В тусклом свете он увидел, как пар от его замерзающего дыхания затуманивает воздух. Девушка умрет, если останется в мокрой одежде. Она хрипела и учащенно дышала. Нет смысла просить ее дышать тише, эти хрипы и всхлипывания свидетельствовали о борьбе со смертью. Он снял одежду с викинга. Сейчас не время. Сейчас не время — это говорил Гилфа.
— Спрячься за могилой. Если они спустятся сюда, ударишь им в спину.
— А если их будет много?
— Если их будет много, ты умрешь смертью храбрых. Я расскажу историю о тебе.
— А ты будешь жить?
Он не ответил. Одежды варяга висели на девушке нелепым мешком, но они были сухими. Она попыталась сопротивляться, не поняв его намерений, но он успокоил ее, заговорив с ней по-норманнски и по-норвежски. «Я твой друг. Винр. Винр».

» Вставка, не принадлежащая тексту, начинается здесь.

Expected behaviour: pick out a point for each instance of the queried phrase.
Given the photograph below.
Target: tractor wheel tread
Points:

Голоса и шаги раздавались вдалеке, где-то у входа в туннель. От возбуждения его рот наполнился слюной, по коже побежали мурашки. Нет. Он не сможет одолеть весь отряд. А что, если она умрет? Он поднял свой изогнутый меч. Из темноты доносились голоса норманнов.
— Кто здесь?
Девушка тяжело дышала и кашляла.
— Заткнись! — сказал Гилфа, хватая ее за край шерстяного плаща.
— Кто здесь?
— Разве нельзя человеку вынуть свой конец, чтобы ему не учинили допрос? — закричал Луис в ответ норманнам.

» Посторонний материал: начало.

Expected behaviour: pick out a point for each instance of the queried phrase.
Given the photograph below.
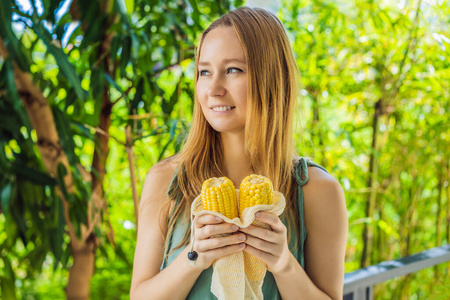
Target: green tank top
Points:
(202, 287)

— У тебя там женщина? Дай и нам разок, когда закончишь. Роберт только что убил нашу последнюю, и мой конец примерз от этого собачьего холода.
— Эта моя. Найди себе другую.
— Не жадничай, сынок.
Девушка справилась с собой и затихла. Глаза ее были полны страха. Луис отвел ее в тень усыпальницы. Гилфа поспешил за ними.

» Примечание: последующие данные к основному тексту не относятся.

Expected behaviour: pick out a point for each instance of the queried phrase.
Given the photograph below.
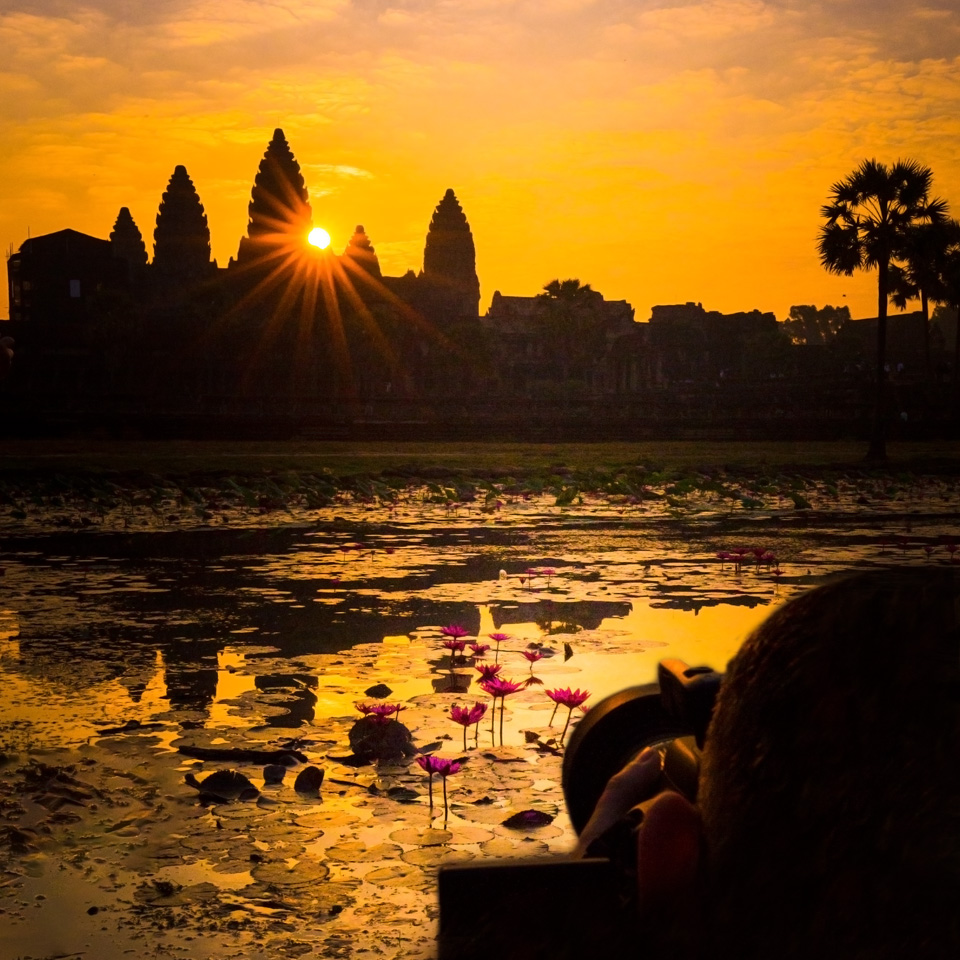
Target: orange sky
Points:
(660, 150)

Тяжело ступая и звеня кольчугами, словно они несли мешки с монетами, вошли трое норманнов.
— Где ты?
Дыхание Гилфы показалось Луису слишком шумным. Мальчишка пытался дышать ровнее, но от этого сопел еще громче. Убить его? Нет, чересчур много возни. Отдать его норманнам, вытолкнуть отсюда: роль самого слабого — умереть ради остальных. Нет.
— Как тебя зовут? Ну, сынок, это не смешно. Сегодня ночью, кажется, все тролли вокруг нас бродят.
В лунном свете, который пробивался сквозь дыру в крыше, Луис смутно различал их фигуры. Их головы были едва освещены, так что создавалось впечатление, будто они плавают в сумраке, отделенные от тел.
— Мы не уйдем отсюда, пока не найдем тебя. Женщина может знать что-то важное об этих взбунтовавшихся ублюдках, которые недавно тут были.
— И мы должны вытрахать это из нее.
Раздался короткий хриплый смешок. Одному из них это показалось забавным.
— Зажги факел.
Чья-то возня и проклятия. Стукнул о сталь кремень, высекая искры, чудовищно яркие на фоне непроглядной тьмы. Затем загорелся факел, и языки мерцающего света стали лизать темные тени.
— Я вижу, кто ты, — сказала она по-норвежски с сильным акцентом, шепча ему в самое ухо.
Он зажал ей рог рукой и подумал, каково было бы схватить ее зубами за шею, словно теленка.